Em uma sociedade de leitores de Redes Sociais, qual é a função do intelectual, do professor universitário, do pensador ligado às humanidades? Ou esses atores sociais não têm mais relevância no atual cenário de hiperespecialização?

As áreas de Humanas são fundamentais para o conhecimento. No Conselho Superior da Capes, os projetos interdisciplinares eram enviados sobretudo para mim. E eu defendia o ponto de vista de que a interdisciplinaridade era condição para se voltar à produção de um pensamento novo. Fechar-se nos parâmetros de uma área no máximo leva à especialização dentro dela, sem maior criatividade. O conhecimento novo leva a interações que não podem ser emparedadas. Importante a se destacar, nesse sentido, é que o Conselho, que envolvia representantes das múltiplas áreas do conhecimento, concordava comigo e via criticamente esses emparedamentos disciplinares.

Ao analisarmos a produção literária brasileira contemporânea, observa-se um neo-realismo diferente daquele tratado pelo modernismo. Como esse engajamento na literatura atual concorre com a “administração da diferença”?

A “administração da diferença” é fundamental para o conhecimento, o que não significa emparedar-se na especificidade da diferença. O mundo é complexo, híbrido e o conhecimento muitas vezes contraditório. Logo, nada está isolado e a diferença deve ser considerada, sem desconsiderações de suas interfaces com os modos de pensar de outras diferenças, que imprimem maior colorido à própria vida. Esta, em sua dinâmica, não se reduz a um uniforme, chapado, próprio das contínuas repetições das mesmices.

Que obra literária você julga indispensável para o leitor brasileiro contemporâneo? Por quê?

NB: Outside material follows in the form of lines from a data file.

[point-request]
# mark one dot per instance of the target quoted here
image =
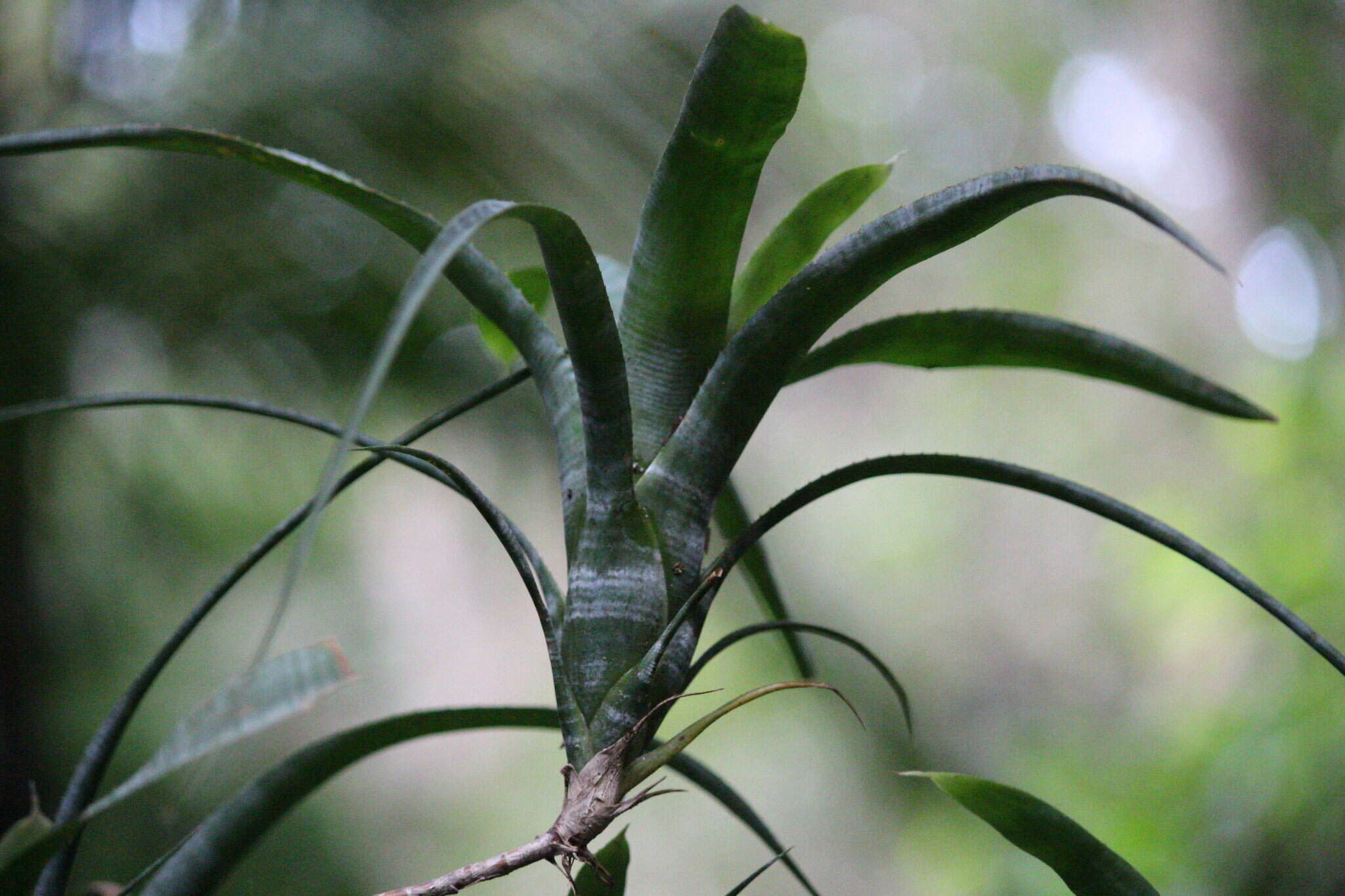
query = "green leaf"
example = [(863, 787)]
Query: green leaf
[(99, 752), (24, 832), (1040, 482), (790, 625), (233, 829), (573, 723), (799, 236), (731, 515), (481, 281), (229, 833), (615, 859), (697, 459), (730, 798), (978, 337), (1083, 861), (615, 276), (537, 291), (741, 97), (751, 878), (646, 765), (273, 691)]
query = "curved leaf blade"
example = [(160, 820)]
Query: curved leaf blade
[(99, 752), (751, 878), (1046, 484), (701, 775), (229, 833), (753, 367), (743, 96), (233, 829), (275, 691), (537, 289), (790, 625), (269, 694), (481, 281), (1086, 864), (799, 236), (615, 857), (731, 515), (572, 720), (978, 337), (646, 765)]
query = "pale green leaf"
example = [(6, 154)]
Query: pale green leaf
[(1042, 830)]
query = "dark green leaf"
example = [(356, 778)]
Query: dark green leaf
[(697, 461), (755, 875), (573, 725), (1043, 484), (615, 857), (1083, 861), (1015, 339), (741, 98), (537, 291), (23, 833), (234, 828), (271, 692), (798, 238), (648, 763), (790, 625), (731, 515), (481, 281), (93, 762)]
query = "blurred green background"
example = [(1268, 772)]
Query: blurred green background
[(1042, 648)]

Toda obra literária bem realizada é realmente crítica, podendo ser lida por leitores de várias épocas, que as atualizam a nossa situação histórica e mesmo existencial. Ler São Bernardo, de Graciliano Ramos, por exemplo, não é só ler a história de um fazendeiro nordestino, mas de um indivíduo de inclinação burguesa em qualquer situação, inclusive na atualidade. Em relação a ficcionistas da atualidade, indicaria sobretudo o sentido crítico de um ficcionista de nossa comunidade linguística, o autor português José Saramago. Em termos de Brasil, esse é o sentido de atualidade crítica que encontramos em um Luiz Ruffato e Milton Hatoum. Indico, em especial, o primeiro livro de Milton Hatoum, o Relato de um certo Oriente, que nos permite pensar o nosso país com as nossas múltiplas misturas culturais.